A study published in the journal Translational Medicine and conducted by researchers at McMaster University and their colleagues has found a direct link between gut-brain communication and irritable bowel syndrome (IBS).
Irritable bowel syndrome (IBS) is a common disorder that affects the colon (large intestine). It often results in abdominal pain, bloating, gas, diarrhea, and constipation. It is generally considered a chronic condition that needs to be managed long term.
The study observed how germ-free mice receive fecal microbiota (bacteria) from patients with IBS and how they mimicked IBS symptoms like anxiety.
For the study, Premysl Bercik and colleagues from the university collected stool samples from patients with a history of IBS and diarrhea for at least two years, and from five individuals for control, in order to test the guts of germ-free mice.
After three weeks, they assessed the gut microbiota of the rodents and compared the bacterial profiles to those that obtained from the fecal samples of the people. The results showed startling differences between the bacteria that appeared in the germ-free mice weeks after they received bacteria from patients that were diagnosed with IBS. In the second phase of the experiment, the researchers tried to check if anxiety-like behaviors linked to IBS were transferred along with the gut microbes.
It was found that mice with IBS bacteria that didn’t have anxiety symptoms developed anxiety.
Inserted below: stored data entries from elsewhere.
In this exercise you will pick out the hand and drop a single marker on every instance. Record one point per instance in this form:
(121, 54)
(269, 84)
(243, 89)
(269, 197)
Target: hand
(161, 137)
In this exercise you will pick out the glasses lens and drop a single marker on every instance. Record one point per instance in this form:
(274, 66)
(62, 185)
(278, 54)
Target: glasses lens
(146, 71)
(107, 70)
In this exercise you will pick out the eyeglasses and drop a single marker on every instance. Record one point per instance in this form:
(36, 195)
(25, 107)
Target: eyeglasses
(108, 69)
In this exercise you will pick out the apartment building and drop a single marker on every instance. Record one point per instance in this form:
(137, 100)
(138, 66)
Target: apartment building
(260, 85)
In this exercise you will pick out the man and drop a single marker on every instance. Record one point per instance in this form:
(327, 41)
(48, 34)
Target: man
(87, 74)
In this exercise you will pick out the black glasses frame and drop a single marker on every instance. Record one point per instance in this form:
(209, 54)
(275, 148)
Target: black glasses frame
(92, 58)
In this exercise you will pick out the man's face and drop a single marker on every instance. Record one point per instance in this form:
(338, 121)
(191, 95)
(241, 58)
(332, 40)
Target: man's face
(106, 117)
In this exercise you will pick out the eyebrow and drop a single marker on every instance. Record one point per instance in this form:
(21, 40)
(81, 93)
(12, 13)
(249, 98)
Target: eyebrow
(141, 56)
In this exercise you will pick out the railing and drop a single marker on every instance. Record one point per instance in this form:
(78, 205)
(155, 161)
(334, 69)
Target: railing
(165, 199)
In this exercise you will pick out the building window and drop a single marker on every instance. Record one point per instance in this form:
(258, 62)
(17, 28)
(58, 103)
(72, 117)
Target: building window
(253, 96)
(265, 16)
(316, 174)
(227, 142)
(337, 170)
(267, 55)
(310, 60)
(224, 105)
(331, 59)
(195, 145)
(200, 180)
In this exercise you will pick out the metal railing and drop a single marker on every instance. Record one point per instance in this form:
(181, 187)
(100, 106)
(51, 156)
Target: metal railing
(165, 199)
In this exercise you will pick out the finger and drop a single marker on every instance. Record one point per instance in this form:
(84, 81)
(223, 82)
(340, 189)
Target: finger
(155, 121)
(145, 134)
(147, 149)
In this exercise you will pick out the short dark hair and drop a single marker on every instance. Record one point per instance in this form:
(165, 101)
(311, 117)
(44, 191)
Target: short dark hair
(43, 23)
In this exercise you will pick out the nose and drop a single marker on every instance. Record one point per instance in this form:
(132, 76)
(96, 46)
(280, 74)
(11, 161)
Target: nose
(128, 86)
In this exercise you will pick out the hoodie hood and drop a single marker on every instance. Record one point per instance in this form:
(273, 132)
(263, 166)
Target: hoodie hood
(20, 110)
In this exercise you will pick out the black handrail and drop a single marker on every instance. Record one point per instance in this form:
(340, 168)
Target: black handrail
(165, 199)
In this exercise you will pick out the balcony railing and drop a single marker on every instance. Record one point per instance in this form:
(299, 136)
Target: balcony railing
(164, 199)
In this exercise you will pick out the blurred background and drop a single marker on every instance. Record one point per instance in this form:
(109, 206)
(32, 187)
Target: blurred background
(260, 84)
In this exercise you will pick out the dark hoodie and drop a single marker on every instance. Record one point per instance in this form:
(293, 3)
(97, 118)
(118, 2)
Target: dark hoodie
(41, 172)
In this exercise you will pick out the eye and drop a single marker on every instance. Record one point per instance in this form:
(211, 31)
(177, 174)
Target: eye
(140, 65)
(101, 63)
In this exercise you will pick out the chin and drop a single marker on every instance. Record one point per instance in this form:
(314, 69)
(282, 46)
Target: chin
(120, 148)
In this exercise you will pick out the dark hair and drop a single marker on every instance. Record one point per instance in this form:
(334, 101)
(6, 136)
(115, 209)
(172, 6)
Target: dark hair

Mice with gut bacteria from patients with IBS and the same anxiety-like symptoms still showed anxiety after the fact.
Professor Sarkis Mazmanian from Caltech remarked that this was an interesting discovery, as it demonstrates how the bacteria associated with irritable bowel syndrome can actually induce gastrointestinal issues and anxiety associated with the syndrome.
Unfortunately, this study was not able to exactly identify the bacteria that was involved. They could not precisely determine if bacteria can directly affect the behavior of IBS in humans.